The distillation input is rendered from temporal messages with a configurable toolOutputMaxChars truncation (default 4000) — tool outputs longer than this are replaced with a compact annotation preserving line count, error signals, and file paths. This is what keeps distillation input from blowing up on noisy tool runs.

Recall tool

The recall tool is the escape hatch when neither the in-context prefix nor the gradient layer has the answer. It runs a hybrid search over temporal messages, distillations, and the knowledge base, fusing:

BM25 keyword search over FTS5 indices, with per-column weights configurable in search.ftsWeights (default: title 6, content 2, category 3).
Vector similarity search using @huggingface/transformers + nomic-embed-text-v1.5 (768-dim INT8 quantized, on-device by default). Hosted providers (voyage, openai) are an explicit opt-in via search.embeddings.provider in .lore.json — there is no automatic fallback from local to remote. If the local model fails to load (for example, on Linux/x64 with CUDA 13 where onnxruntime-node is broken), recall degrades to FTS-only with a one-time log.info notification.
LLM-based query expansion generates 2-3 alternative phrasings of the query before search, guarded by a 3-second timeout.

Results are fused with reciprocal rank fusion (RRF) and re-ranked. A query-expansion-aware boost is applied to vector results when the query has enough terms (≥2 after stopword removal) — single-term queries stay on BM25 because that’s where it wins.

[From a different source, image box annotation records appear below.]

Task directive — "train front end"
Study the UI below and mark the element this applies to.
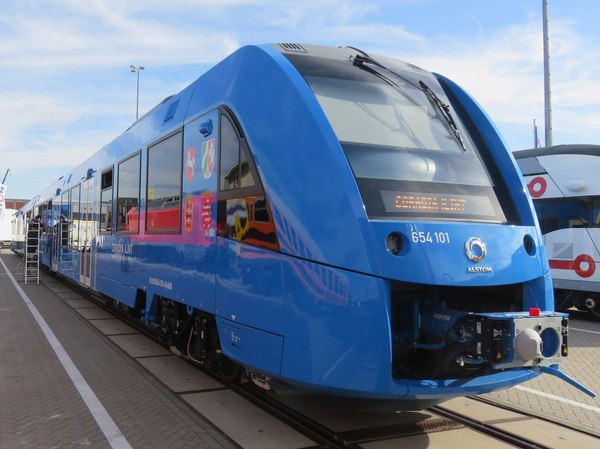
[266,46,580,405]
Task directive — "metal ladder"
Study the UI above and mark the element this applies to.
[25,222,41,284]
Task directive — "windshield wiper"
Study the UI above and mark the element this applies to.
[348,47,467,151]
[419,80,467,151]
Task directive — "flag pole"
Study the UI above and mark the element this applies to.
[542,0,552,147]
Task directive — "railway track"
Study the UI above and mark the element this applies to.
[49,268,592,449]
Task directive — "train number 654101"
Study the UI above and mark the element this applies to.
[410,231,450,243]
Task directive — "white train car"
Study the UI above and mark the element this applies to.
[514,145,600,318]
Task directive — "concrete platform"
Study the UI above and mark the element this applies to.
[0,250,600,449]
[0,250,239,449]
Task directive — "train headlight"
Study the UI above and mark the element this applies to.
[523,234,535,256]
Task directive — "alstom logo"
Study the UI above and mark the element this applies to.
[467,267,492,273]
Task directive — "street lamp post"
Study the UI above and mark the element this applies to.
[129,64,144,120]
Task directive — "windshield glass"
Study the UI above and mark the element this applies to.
[287,50,507,222]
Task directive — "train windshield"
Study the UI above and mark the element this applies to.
[287,51,507,223]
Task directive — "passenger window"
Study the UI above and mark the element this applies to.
[217,115,279,251]
[100,168,112,233]
[117,153,140,233]
[146,132,183,234]
[220,115,255,191]
[69,185,81,249]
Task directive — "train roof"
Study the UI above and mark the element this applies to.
[513,144,600,159]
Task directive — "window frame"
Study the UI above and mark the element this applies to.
[98,165,115,235]
[113,149,142,235]
[144,127,184,235]
[217,109,265,200]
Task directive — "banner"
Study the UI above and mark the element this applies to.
[0,184,6,223]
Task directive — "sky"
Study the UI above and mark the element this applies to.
[0,0,600,199]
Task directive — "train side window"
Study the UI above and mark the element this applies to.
[217,114,279,251]
[220,115,256,191]
[117,152,141,234]
[100,168,113,234]
[69,184,81,249]
[60,190,70,220]
[146,132,183,234]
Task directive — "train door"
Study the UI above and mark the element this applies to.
[79,178,96,287]
[181,111,219,313]
[48,192,61,271]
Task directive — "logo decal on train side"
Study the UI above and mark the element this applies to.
[527,176,548,198]
[185,146,196,182]
[202,139,215,179]
[184,195,194,232]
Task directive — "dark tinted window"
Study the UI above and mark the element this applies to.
[146,133,183,234]
[288,50,514,222]
[117,153,140,233]
[100,168,113,233]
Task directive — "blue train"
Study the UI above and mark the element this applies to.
[20,44,592,407]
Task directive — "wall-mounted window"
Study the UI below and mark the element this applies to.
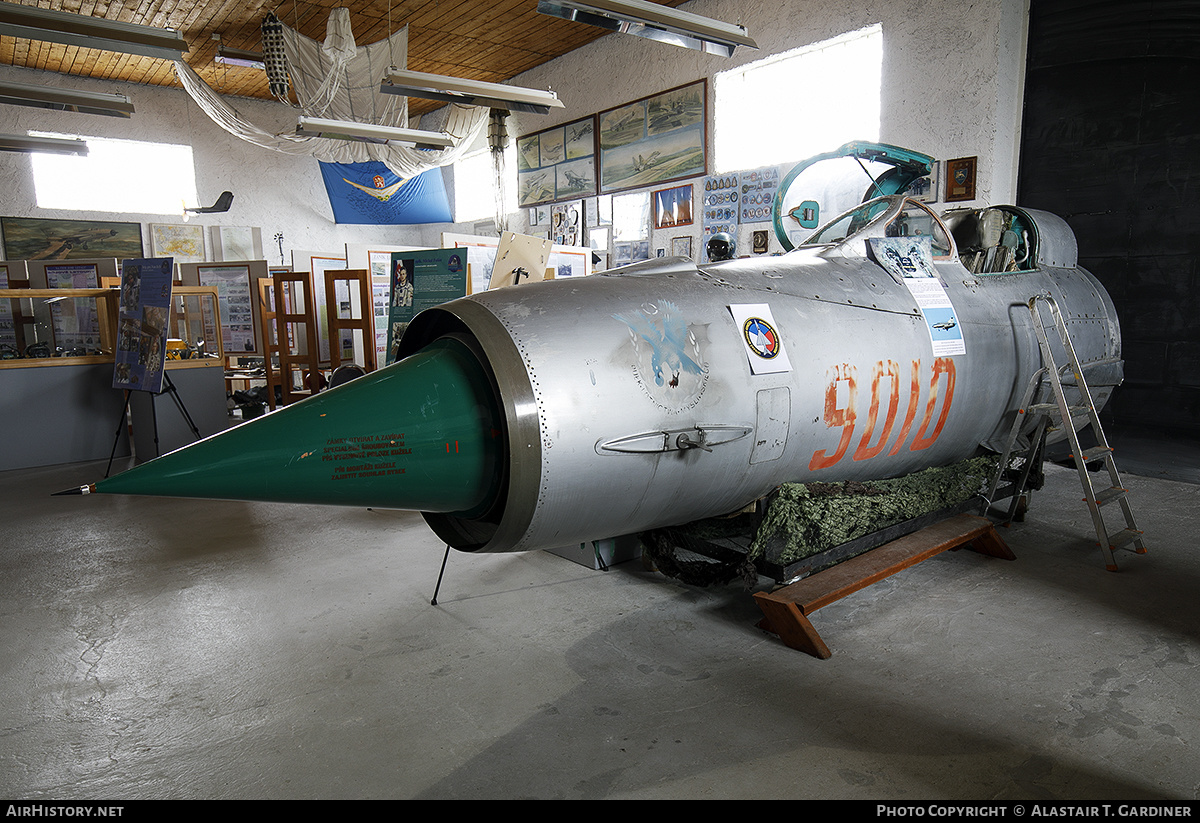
[30,132,200,215]
[454,145,517,223]
[713,24,883,174]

What this means in practice

You should not have to think about context management. The gradient engine handles layer escalation, the cost-aware cap keeps you in the cheap layer for as long as possible, distillation preserves the details that summaries lose, and the recall tool gives you a way out when none of the layers have what you need. The settings that are worth tuning (cost targets, distillation thresholds, embedding provider) are surfaced in the configuration reference.